SCHLESWIG-HOLSTEIN

 

Hormone für Bodybuilder

Doping auf Rezept: Kieler Arzt im Visier

26. August 2010 | Von Rieke Beckwermert

Ein Arzt aus Kiel soll Bodybuildern aus Schleswig-Holstein illegale Dopingmittel verschrieben haben. Die Staatsanwaltschaft und der Zoll ermittelt nun gegen den 62-jährigen Mediziner, der Gefälligkeitsrezepte ausstellte.

Kiel / Hamburg. Er stellte Bodybuildern offenbar illegal Hormone wie Testosteron und das Anti-Asthmamittel "Clenbuterol" auf Rezept aus - und das seit fast zehn Jahren. Ein Kieler Internist (62) steht derzeit im Visier der Staatsanwaltschaft der Landeshauptstadt. Das teilte eine Sprecherin am Mittwoch mit.

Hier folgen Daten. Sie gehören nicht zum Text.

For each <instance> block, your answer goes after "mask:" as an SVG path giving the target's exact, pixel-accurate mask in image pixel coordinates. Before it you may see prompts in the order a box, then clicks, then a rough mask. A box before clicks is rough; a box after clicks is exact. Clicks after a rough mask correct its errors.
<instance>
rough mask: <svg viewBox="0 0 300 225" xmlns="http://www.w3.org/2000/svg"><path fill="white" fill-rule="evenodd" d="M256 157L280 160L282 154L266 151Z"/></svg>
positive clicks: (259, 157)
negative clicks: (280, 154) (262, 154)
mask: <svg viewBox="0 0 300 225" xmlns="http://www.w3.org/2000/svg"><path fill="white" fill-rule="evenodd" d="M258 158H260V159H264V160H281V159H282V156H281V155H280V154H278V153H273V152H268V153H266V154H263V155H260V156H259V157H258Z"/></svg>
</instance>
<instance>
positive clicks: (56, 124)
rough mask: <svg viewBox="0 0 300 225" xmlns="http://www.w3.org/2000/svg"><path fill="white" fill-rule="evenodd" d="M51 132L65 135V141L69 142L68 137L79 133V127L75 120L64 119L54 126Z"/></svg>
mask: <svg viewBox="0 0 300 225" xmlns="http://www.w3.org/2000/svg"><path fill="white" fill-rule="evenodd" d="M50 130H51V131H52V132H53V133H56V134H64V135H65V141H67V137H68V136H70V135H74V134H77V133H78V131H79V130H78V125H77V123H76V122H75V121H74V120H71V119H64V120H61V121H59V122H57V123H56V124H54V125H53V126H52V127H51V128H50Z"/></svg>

Die Ermittler werfen dem Arzt das verbotene Verschreiben von Dopingmitteln vor. In der Szene werden Hormone und andere Anabolika zum Muskelaufbau und schnelleren Fettstoffwechsel geschluckt. Doch es ist nicht nur die Einnahme. Die Patienten sollen die Rezepte auch in der Szene gewinnbringend weiterverkauft haben. Zollfahnder sind den Kraftsportlern sowie dem Arzt nach umfangreichen Ermittlungen auf die Schliche gekommen.

Erhebliche Mengen

Am Dienstag durchsuchten die Beamten im Auftrag der Staatsanwaltschaft die Praxis und die Wohnung des Internisten im Kieler Stadtteil Brunswik. Sie beschlagnahmten die Krankenakten der beiden Bodybuilder, denen er verbotenerweise seit 2001 mutmaßlich "erhebliche Mengen Dopingmittel" verschrieben hatte.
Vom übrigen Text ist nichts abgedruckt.